Congress:
EuroSafe Imaging 2020
Keywords:
Action 4 - Dose management systems, Computer applications, Radiation physics, Radioprotection / Radiation dose, Catheter arteriography, Conventional radiography, CT, Computer Applications-General, Radiation effects, Radiation safety, Quality assurance, Not applicable
Authors:
R. W. Loose, E. Vano, P. Mildenberger, V. Tsapaki, D. Caramella, J. Sjöberg, G. Paulo, A. Torresin, S. Schindera
DOI:
10.26044/esi2020/ESI-11078
Conclusion and recommendations
It was agreed that dosimetric input data for DMS should be only physical dose parameters delivered by the different modalities properly validated by a MPE. Depending on the workflow these data may either come directly from the modalities or with only one source via the PACS. Here, the WG will follow recommendations of the WG “Dosimetry for imaging in clinical practice”.
One topic initially selected by the WG was the classification of different DMS performance levels. A three level classification could be:
DMS minimal requirements:
- Use only physical device related DICOM dose parameters
- Should work with DR, (CR with DAP interface), MG, CT, RF, XA
- Get and store dose parameters from DICOM headers for all images, skip image data
- Translate local into standard protocol names (e.g. RadLex playbook)
- Set alert trigger levels (local and national)
- Export dose data for QA, reporting (e.g. to national authority) and post processing
DMS standard requirements (all above plus):
- Should work with all modalities above and all providing RDSR
- Store dose data in database e.g. with SQL-query
- Display dose charts as timeline for selected modalities and procedures
- Automatic reports to responsible professionals (radiologists, radiographers, MPE)

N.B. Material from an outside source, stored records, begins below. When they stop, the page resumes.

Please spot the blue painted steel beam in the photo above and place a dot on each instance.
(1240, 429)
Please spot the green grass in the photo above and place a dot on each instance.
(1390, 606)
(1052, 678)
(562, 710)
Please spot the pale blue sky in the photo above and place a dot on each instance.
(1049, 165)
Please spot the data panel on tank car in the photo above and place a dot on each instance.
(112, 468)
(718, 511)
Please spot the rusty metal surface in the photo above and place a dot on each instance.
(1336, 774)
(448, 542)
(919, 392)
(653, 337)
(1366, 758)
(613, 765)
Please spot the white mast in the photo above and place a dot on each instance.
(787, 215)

- Send alerts to above professionals on local / national events
DMS high-level solutions (all above plus):
- Calculation of effective dose for individual patients (not recommended by ICRP due to large uncertainties for several reasons)
- Calculation of organ doses (with high uncertainties)

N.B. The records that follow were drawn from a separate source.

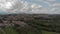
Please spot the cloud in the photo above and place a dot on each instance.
(10, 5)
(51, 0)
(56, 5)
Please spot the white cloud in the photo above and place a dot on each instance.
(56, 5)
(10, 4)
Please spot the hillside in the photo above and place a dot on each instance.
(30, 24)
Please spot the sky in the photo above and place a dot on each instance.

- Report modality load (day, time, procedure)
- Include contrast media data
- Store and display cumulative patient dose
- Include occupational doses
It was agreed that there is a need for DMS which can be tailored to the size and workload of a clinic/institution. A large maximum care hospital has other requirements than as a small institution with one practitioner and one X-ray modality. It should be mentioned that large scale DMS require a significant staff work load, especially by MPEs.
DMS must be configurable to include national requirements, like DRL trigger levels. Challenges are criteria for detection and reporting of unintended exposures as there is a wide range of implementations of the EU-BSS into national law like absolute doses, multiples of DRLs, effective dose or just plain text (Fig. 4).